EditorialsBy Matt Bud, Chairman, The FENG

If you went to an interview with a broken arm, I’m pretty sure you would feel the need to explain.

Honestly, sitting there with your arm in a cast, it is hard to imagine a productive discussion taking place until you tell your interviewer how it happened. Was it a skiing accident? Did you trip and fall? Inquiring minds want to know.

On a smaller scale, all of us from time to time don’t seem to see that elephant sitting in the room. The truth is that even if you are only engaging in an email exchange, there can still be that huge creature waiting for some remark by you to explain its existence and reason for being there.

For example, if you live in New York City and apply for a job in California with no relocation, the elephant is why you would consider such an opportunity. Without some simple explanation, your candidacy begs the question as to why you should be considered.

Another situation with a slippery slope is when we apply for jobs for which we are “well qualified.” (Notice, I didn’t say overqualified.) There is obviously an elephant sitting in the room, but an answer to this question is one you must answer with great care. Things like: “I don’t want to work as hard.” probably won’t enhance your candidacy. An explanation is needed, but you want to take the time to come up with something that rings true and also makes you a viable candidate.

The most important part of the “elephant sitting in the room” syndrome is that YOU need to be sensitive and be thinking in advance as to what those issues might be in a given situation.

People tend to be polite. (Okay, not all of them.) They will often times sit there appearing to listen attentively when they are actually looking for an opening to ask their difficult question and not hearing anything you say.
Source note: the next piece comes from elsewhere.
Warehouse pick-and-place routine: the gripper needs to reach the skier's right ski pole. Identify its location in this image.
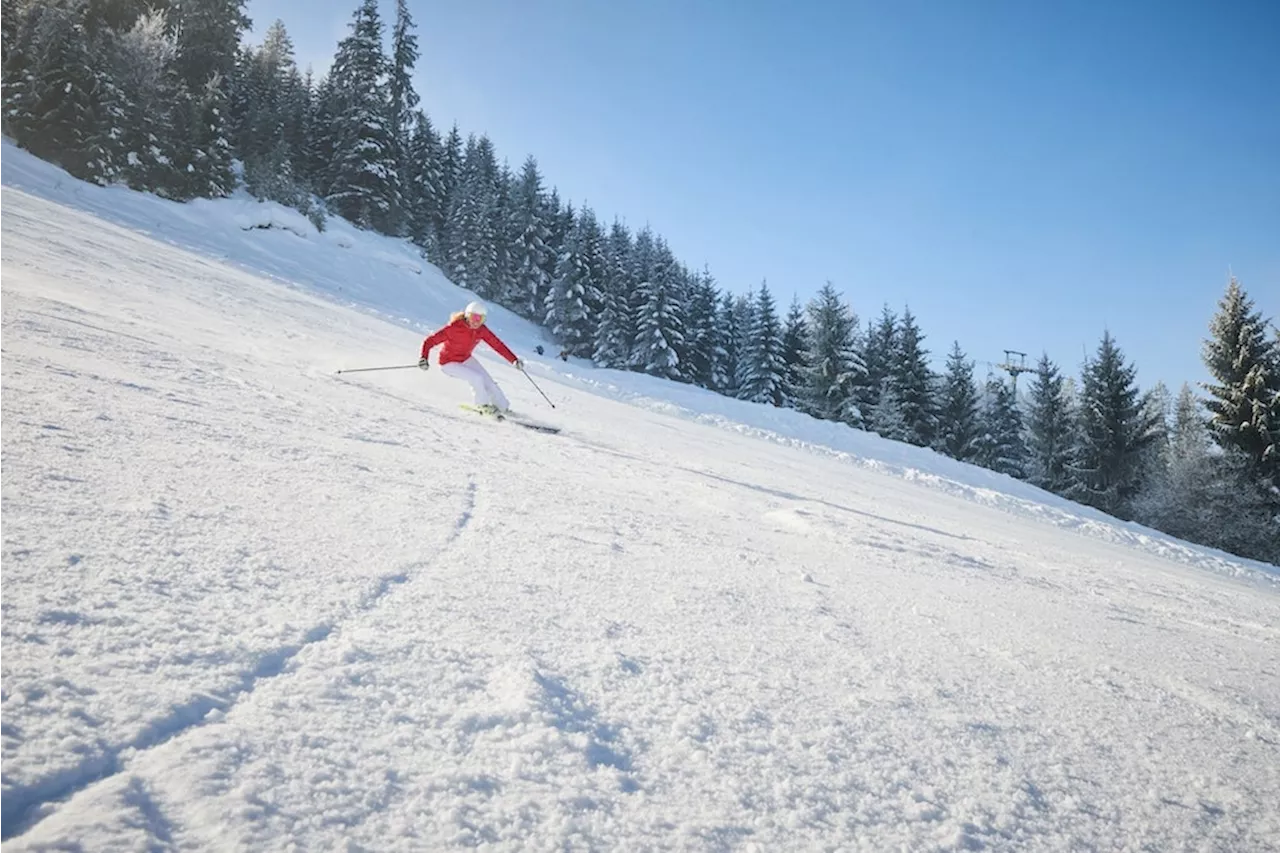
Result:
[338,364,417,373]
[520,366,556,409]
Another very obvious question is why you left your last job. Here the advantage goes to the side which brings it up first. Let’s hope that is you and that you have a 30 second explanation that is true and which solves their problem. The lawyers rule is “question asked, question answered.” Once you have provided a reasonable explanation, they are going to be hard pressed to bring it up again.

Another area for which you should be prepared is if you have been “between jobs” for a significant length of time. Those who have not been unemployed in middle age or later have almost no understanding of how hard it is to find a senior level job and how hard you have to work at it. They don’t seem to have any comprehension and you need to know and understand that, because if you don’t there is the very real possibility they will in some way offend you.

Elephants take up a lot of space and eat a lot of food. Getting them out of the room and out of the way is the only way to prevent them from sitting on YOU.